[Stable Diffusion] - 3

프롬프트 맛깔나게 생성하기

프롬포트의 규칙

프롬포트는 기본적으로 영어를 사용하며(한글 학습 모델은 예외), 각 단어는 공백으로 구분합니다.

text

<!-- Prompt -->
gray cat

문구는 여러 개 입력이 가능하며 쉼표로 구분합니다. 우선순위는 앞 문구 부터 시작입니다.

text

<!-- Prompt -->
gray cat, glass garden

문구 중 특정 단어, 문구를 강조하는 표기법도 있습니다. Attention/emphasis라고 하빈다. 이 표기법은 중요 단어를 강조하고 뒤에 있는 문구에 있더라도 우선순위를 높일 수 있습니다.

text

(문구) : 1.1배 강조
((문구)) : 1.1 x 1.1 = 1.2배 강조
[문구] : 1.1배 억제
(문구:1.5) : 1.5배 강조
(문구:0.25) : 0.25배 강조
\(문구\) : 이스케이프(프롬포트로 이용 가능)

단어의 강도, 문구 순서에 따른 우선순위, 강조에 따른 가중치가 프롬포트의 핵심입니다. cat 이라는 단어가 있는 경우 고양이가 만들어지면 강조가 잘 된 경우입니다. 하지만 원하지 않는 그림이 나온 경우 강조가 잘 되지 않은 것입니다. 이 경우 다른 문구로 변경하거나 학습 모델을 변경해야합니다.

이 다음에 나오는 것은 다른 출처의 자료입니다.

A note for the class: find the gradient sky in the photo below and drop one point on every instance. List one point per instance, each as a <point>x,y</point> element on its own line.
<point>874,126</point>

이미지를 생성하는 도중 문구의 내용을 단계별로도 전환할 수 있습니다. 이를 Prompt Editing이라고 합니다. 이 방법은 Sampling steps를 이용합니다. 소수가 들어가면 비율을 나타내며 정수인 경우 노이즈를 걷어내는 스텝 수가 됩니다.

text

[프롬포트A:프롬포트B:스텝] : 스텝 수까지 프롬포트 A, 이후에는 프롬포트 B를 활성화
[프롬포트A::스텝] : 스텝 수까지 프롬포트 A
[프롬프트B:스텝] : 스텝 수까지 없고, 이후 프롬포트 B 활성화

text

<!-- Prompt -->
handsome [boy:tiger:0.1] face, extremely detailed portrait,

Negative prompt

프롬포트로 이미지를 생성하는 경우 Negative prompt 에는 이미지에서 걷어내고 싶은 문구를 작성합니다.

기본적으로 Positive prompt 에는 그리는 대상, 화질 향상, 화풍과 화가, 시점과 빛, 디테일 조작 등의 문구가 들어갑니다.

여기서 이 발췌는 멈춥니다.